The team aimed to find subtle signals for the interaction vocabulary, eliminating the need for separate communication with the robot. The goal is a seamless understanding of desired camera shots, integrating naturally into the tutorial experience. Stargazer’s capabilities were tested in a study with six instructors teaching various skills for dynamic tutorial videos. The robot facilitated subject tracking, camera framing, and angle combinations, enabling video production for tasks like skateboard maintenance, interactive sculpture-making, and virtual-reality headset setup. Participants practiced and completed tutorials in two takes. The researchers found that all participants successfully created videos using only the robotic camera controls and were content with the video quality. For larger environments and diverse angles, the team plans to explore camera drones and wheeled robots. Some participants tried using objects to trigger shots, which Stargazer doesn’t recognize yet.
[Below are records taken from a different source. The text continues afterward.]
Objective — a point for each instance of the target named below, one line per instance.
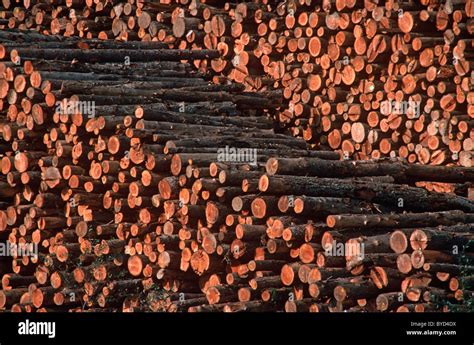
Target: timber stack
(369, 79)
(146, 187)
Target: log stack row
(369, 79)
(148, 188)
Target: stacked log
(148, 188)
(370, 79)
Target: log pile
(147, 188)
(369, 79)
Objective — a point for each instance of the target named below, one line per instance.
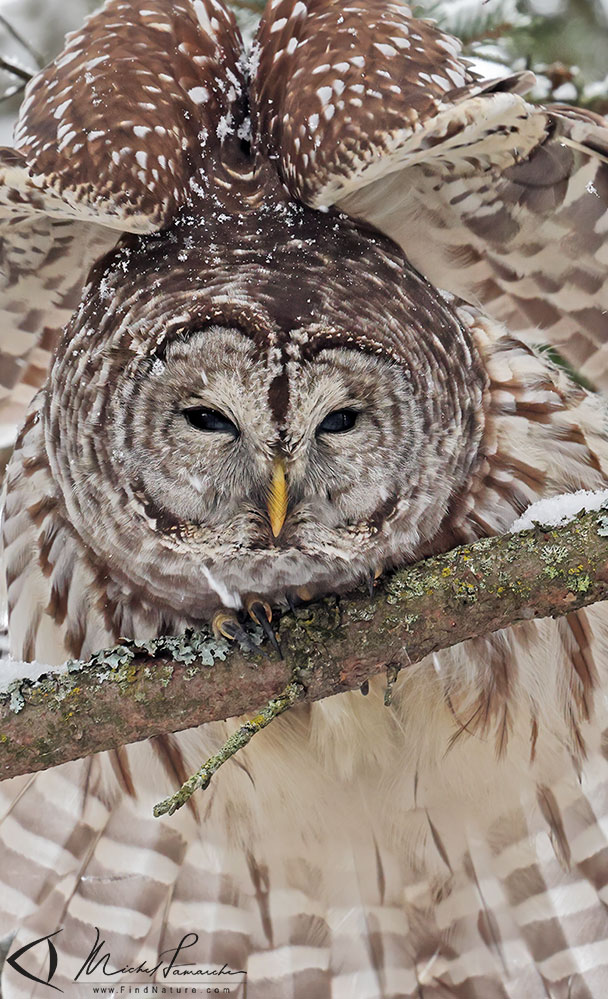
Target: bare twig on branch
(136, 691)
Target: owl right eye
(210, 421)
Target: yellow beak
(277, 497)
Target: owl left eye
(210, 420)
(338, 422)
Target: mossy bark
(135, 691)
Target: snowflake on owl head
(300, 295)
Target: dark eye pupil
(210, 420)
(338, 422)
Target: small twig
(201, 779)
(10, 67)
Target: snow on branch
(135, 691)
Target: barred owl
(291, 306)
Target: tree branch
(135, 691)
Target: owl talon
(226, 624)
(372, 576)
(261, 612)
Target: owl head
(250, 402)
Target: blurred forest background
(564, 41)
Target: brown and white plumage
(455, 844)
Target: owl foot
(261, 612)
(226, 624)
(372, 576)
Future research aims to detect subtle intentions by combining the instructor’s gaze, posture, and speech signals, progressing towards the team’s long-term goal. Stargazer is positioned as an alternative for those without professional film crews, but it currently depends on an expensive robot arm and external sensors. However, the researchers believe the Stargazer concept is not inherently restricted by costly technology.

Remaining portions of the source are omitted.